Dans les dossiers gagnants, la démarche est intégrée au cœur de l’offre :
- Explication des impacts environnementaux du projet
- Engagements sociaux liés à la prestation
- Mesures de réduction des émissions ou des déchets
- Indicateurs de suivi et de reporting
La RSE devient alors un élément de la solution proposée, pas un supplément.
3. Adapter son discours au type de client
Tous les clients n’ont pas les mêmes attentes :
- Le secteur public privilégie la traçabilité et la conformité
- Les grandes entreprises recherchent la cohérence avec leurs propres objectifs ESG
- Les PME clientes sont souvent sensibles à l’impact local et humain
Une stratégie RSE efficace est donc aussi une stratégie de communication ciblée.
Un enjeu particulièrement fort pour les PME
Contrairement à une idée reçue, la RSE n’est pas réservée aux grandes entreprises.
Au contraire, les PME sont souvent les plus exposées dans les appels d’offres, car elles doivent compenser leur taille par des arguments différenciants.
Selon la Banque publique d’investissement (Bpifrance, 2025), plus de 60 % des PME engagées dans une démarche RSE déclarent avoir gagné des marchés grâce à leurs engagements extra-financiers.
Les leviers les plus efficaces sont souvent simples :
- ancrage local des recrutements
- circuits courts d’approvisionnement
- réduction des déplacements
- politique RH inclusive
- gestion responsable des déchets
Ce sont ces éléments, bien structurés, qui font la différence dans un dossier.
Le rôle clé de la preuve et du storytelling
Une RSE efficace n’est pas seulement technique. Elle est aussi narrative.

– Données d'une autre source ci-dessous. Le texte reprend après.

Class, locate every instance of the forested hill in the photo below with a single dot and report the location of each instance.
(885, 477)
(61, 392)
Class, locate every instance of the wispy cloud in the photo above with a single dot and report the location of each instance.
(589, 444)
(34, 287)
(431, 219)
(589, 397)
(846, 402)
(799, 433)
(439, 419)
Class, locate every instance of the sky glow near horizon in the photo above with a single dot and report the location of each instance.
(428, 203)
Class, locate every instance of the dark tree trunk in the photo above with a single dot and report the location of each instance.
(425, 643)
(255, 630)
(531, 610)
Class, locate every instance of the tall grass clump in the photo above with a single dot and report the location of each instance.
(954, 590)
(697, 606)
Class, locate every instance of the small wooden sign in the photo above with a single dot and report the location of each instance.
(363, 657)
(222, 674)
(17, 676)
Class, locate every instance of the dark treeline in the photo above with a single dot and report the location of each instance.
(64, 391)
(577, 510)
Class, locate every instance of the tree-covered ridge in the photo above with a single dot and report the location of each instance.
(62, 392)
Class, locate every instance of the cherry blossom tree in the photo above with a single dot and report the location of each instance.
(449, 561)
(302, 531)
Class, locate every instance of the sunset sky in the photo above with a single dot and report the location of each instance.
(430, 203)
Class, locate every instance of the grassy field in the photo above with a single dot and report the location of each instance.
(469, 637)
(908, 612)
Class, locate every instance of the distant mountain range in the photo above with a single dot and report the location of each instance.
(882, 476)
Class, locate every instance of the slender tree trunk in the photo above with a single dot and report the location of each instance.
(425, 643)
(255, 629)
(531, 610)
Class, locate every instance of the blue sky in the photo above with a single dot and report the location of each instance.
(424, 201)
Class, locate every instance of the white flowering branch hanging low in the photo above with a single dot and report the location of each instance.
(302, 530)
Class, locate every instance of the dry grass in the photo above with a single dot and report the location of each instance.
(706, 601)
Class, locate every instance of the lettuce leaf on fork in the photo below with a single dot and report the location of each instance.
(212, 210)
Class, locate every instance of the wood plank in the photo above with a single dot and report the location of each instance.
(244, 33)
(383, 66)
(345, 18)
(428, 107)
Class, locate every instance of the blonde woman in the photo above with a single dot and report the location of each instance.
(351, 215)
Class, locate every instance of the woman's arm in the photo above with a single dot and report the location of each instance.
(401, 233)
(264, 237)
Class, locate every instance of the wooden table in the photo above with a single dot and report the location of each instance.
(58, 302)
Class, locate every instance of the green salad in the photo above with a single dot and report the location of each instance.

Les entreprises qui réussissent le mieux sont celles qui savent :
- raconter leur démarche sans exagération
- illustrer leurs engagements avec des cas concrets
- montrer une progression dans le temps
- éviter le “greenwashing” perçu comme artificiel
Les acheteurs sont de plus en plus formés à détecter les discours creux. La cohérence prime sur les slogans.
Digitalisation et traçabilité : la nouvelle norme
La transformation digitale joue aussi un rôle important.
De plus en plus de plateformes de commande publique et de gestion des achats intègrent des critères RSE directement dans leurs formulaires.
Les entreprises doivent désormais :
- centraliser leurs données extra-financières
- automatiser certains indicateurs
- produire des rapports standardisés
- répondre rapidement aux demandes de justification
La capacité à fournir une information fiable et rapide devient un avantage compétitif.
Vers une RSE “business first”
Le mouvement est clair : la RSE n’est plus seulement une obligation morale ou réglementaire. Elle devient un outil de stratégie commerciale.
Trois tendances se dessinent :
- Les critères RSE deviennent structurants dans les appels d’offres
- Les entreprises sont évaluées sur des preuves et non des intentions
- La performance extra-financière influence directement la performance économique
Dans ce contexte, les entreprises qui gagnent ne sont pas forcément les plus grandes ou les moins chères. Ce sont celles qui savent démontrer leur impact.
La RSE est en train de changer de nature. D’un sujet de conformité, elle devient un levier de compétitivité.
Pour les entreprises, l’enjeu n’est plus de “faire de la RSE” en interne, mais de la rendre visible, mesurable et crédible à l’extérieur.
Dans les appels d’offres publics comme privés, cette capacité à transformer une contrainte réglementaire en avantage commercial peut faire la différence entre une candidature oubliée… et un contrat signé.